As I was thinking about "what next", I learned of the effort that eventually became the Event Horizon Telescope (EHT) and later Collaboration (EHTC), and figured that "taking a picture of a black hole" was cool and certainly easier to explain to my friends than anything else I'd worked on. So I shifted from the MIT campus to the MIT Haystack Observatory (about 35 miles outside Boston) to work on the project let by Shep Doeleman (now at Harvard CfA). At that point, a demonstration with a few radio observatories had been made to suggest that there was something to see, and I was hooked. Not being explicitly trained as a radio astronomer, my role was much larger on the technical side of things (computer skills and instrumentation). (Although at this point, I guess I qualify as a Radio Astronomer.) In order to make this work (i.e. capture the data needed to make an image), we needed more observatories (a dozen are considered by some to be sufficient to make an image with confidence) and more bandwidth (to increase sensitivity) as the early efforts had proven challenging.
The technique used is called Very Long Baseline Interferometry (VLBI). It involves simultaneously recording the radio signals observed at multiple observatories making a common observation of a target. While it has been used for 50 years now in a number of observing arrays, the EHT effort has pushed the recording rate from 2 Gbps (those first efforts in use with Mark5C recorders when I came to Haystack) to a current 64 Gbps (what we are now working with). I was a key player in developing this generation of recording technology (Mark6) as well as the digital back ends (the hardware that converts the received signals into the bits that are to be recorded) used by the EHT. At the same time, the world's best high-frequency radio observatory, ALMA (in Chile) was coming online (it officially opened in 2013) and I played a major role in the effort (the international ALMA Phasing Project, or APP for short) to adapt ALMA for use with VLBI. ALMA has two interferometers: one (using the so-called BaseLine correlator) with up to 50 12m dishes offers the largest collecting area and resolutions, and a second 7m array (ACA for ALMA compact array)with a larger field of view. These may operate in parallel. The work of the APP was to install the hardware and software to allow ALMA to participate in VLBI arrays. The software involves working out the phase relationships of the signals so that they may be co-added to form a signal that is the equivalent of a 70m dish. Since ALMA is located on the Chajnantur plateau in Northern Chile with excellent observing conditions this makes it the most sensitve element of the EHT. This work placed me in a key supporting role whenever VLBI observations are made at ALMA.

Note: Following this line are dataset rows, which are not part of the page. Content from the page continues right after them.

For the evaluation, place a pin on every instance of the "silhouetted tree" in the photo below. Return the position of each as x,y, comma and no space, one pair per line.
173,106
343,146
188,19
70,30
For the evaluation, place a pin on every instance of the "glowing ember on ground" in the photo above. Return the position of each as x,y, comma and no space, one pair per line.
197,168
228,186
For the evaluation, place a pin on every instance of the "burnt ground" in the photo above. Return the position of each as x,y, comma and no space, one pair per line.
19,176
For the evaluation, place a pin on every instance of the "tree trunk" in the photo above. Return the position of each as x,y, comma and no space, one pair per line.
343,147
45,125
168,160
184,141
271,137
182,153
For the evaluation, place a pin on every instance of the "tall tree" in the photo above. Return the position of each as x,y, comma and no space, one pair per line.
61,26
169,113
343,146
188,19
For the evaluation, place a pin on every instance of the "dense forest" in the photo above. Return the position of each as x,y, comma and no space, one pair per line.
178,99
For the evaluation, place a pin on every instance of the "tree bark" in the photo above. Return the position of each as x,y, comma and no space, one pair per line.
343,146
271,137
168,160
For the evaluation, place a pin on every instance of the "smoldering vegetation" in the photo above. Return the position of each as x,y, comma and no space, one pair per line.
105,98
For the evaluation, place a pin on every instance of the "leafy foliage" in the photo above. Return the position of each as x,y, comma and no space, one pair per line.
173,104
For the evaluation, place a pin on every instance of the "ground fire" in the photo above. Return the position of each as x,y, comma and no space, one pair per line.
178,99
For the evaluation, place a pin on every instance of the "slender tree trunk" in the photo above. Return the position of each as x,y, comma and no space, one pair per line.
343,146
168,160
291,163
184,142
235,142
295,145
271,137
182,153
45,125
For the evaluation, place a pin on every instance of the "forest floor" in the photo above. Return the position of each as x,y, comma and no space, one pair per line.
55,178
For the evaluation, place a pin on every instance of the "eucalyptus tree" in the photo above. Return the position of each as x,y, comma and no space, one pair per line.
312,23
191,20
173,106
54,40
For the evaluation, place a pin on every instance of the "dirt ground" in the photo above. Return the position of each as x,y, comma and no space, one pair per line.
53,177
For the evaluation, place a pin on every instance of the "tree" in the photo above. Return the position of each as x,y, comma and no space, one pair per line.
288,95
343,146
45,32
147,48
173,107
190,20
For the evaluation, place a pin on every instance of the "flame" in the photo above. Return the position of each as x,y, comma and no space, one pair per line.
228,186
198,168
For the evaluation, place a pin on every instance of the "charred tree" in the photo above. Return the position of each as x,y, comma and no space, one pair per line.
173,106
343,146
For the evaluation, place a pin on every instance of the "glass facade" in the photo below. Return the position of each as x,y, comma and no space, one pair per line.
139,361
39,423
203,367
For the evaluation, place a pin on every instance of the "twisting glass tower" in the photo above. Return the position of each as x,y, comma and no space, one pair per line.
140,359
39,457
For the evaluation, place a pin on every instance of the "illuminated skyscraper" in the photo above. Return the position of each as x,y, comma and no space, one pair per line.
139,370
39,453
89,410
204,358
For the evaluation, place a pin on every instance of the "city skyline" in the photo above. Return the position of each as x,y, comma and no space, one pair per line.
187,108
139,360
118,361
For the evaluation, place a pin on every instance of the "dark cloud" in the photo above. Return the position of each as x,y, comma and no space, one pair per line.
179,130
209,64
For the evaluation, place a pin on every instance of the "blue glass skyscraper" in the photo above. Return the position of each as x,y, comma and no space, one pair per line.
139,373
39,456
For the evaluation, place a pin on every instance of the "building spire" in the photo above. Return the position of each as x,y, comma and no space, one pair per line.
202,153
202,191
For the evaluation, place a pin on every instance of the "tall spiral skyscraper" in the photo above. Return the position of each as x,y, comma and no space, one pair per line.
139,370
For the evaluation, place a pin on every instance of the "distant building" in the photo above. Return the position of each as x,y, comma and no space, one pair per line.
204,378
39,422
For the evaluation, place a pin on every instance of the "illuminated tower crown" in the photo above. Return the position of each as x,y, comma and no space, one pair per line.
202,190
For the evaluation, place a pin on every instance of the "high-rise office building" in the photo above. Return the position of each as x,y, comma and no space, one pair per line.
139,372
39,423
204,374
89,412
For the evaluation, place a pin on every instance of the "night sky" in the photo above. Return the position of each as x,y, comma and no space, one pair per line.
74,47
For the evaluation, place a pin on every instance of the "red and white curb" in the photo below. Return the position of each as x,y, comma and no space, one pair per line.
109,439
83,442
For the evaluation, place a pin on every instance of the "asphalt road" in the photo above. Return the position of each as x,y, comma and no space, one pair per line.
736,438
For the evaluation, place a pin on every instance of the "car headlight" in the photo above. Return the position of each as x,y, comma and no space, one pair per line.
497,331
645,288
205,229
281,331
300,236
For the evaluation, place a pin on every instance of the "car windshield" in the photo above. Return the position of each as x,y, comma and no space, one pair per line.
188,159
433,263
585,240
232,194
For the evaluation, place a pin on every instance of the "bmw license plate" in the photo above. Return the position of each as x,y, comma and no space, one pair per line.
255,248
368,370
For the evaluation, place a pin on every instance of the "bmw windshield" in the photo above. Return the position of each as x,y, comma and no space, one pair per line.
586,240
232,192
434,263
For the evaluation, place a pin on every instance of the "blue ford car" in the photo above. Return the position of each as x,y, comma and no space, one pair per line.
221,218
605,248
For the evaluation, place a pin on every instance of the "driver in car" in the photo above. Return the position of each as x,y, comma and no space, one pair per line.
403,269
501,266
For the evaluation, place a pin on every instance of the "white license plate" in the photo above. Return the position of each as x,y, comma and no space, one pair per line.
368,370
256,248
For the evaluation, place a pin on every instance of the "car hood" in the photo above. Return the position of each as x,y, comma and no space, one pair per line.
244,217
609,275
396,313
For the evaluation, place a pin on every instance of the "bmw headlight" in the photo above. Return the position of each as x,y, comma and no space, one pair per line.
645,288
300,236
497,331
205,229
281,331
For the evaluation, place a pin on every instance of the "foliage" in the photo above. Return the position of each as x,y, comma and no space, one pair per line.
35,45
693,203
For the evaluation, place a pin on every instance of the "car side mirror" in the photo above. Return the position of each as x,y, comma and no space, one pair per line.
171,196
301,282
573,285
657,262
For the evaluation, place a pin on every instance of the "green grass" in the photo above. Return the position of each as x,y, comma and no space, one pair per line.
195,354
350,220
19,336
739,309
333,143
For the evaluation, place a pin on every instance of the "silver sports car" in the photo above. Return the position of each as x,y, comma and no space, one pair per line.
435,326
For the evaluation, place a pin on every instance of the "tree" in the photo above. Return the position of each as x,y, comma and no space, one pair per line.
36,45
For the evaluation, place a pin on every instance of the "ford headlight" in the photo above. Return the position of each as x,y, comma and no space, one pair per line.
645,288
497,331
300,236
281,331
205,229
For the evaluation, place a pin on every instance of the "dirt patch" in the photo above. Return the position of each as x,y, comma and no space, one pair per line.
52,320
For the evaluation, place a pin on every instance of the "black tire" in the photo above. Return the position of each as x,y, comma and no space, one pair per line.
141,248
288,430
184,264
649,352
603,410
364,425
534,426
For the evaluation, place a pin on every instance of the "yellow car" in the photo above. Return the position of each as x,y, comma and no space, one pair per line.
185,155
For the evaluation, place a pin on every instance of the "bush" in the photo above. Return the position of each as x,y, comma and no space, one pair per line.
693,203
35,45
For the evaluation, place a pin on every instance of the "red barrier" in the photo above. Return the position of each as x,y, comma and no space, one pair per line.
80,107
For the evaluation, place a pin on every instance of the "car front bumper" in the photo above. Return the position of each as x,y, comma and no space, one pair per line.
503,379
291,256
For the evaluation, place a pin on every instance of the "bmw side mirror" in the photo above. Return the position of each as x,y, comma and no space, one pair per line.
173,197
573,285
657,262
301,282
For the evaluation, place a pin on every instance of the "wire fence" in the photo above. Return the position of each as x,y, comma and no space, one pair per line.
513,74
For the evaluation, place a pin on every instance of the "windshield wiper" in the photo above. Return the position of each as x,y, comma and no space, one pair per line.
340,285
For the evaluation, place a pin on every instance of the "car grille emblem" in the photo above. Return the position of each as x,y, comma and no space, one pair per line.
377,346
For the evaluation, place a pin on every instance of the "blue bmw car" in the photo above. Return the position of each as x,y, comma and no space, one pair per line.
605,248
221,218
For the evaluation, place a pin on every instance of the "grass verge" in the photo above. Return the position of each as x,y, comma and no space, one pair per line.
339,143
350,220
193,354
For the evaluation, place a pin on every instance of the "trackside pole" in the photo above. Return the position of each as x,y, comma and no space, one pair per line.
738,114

The EHT Collaboration has grown dramatically in the past few years, and there are now several working groups handling the various parts of the processing and analyses, paper writing, &c. While I participate in many of these areas, I've necessarily kept myself focussed on the front end of things (i.e. observation through correlation) while I try to find time to work on the next thing. For me that is to return to my roots on a pair of CubeSat missions (AERO and VISTA) which plan to demonstrate a novel Vector Sensor technology which we plan to use to study plasma waves in the ionosphere.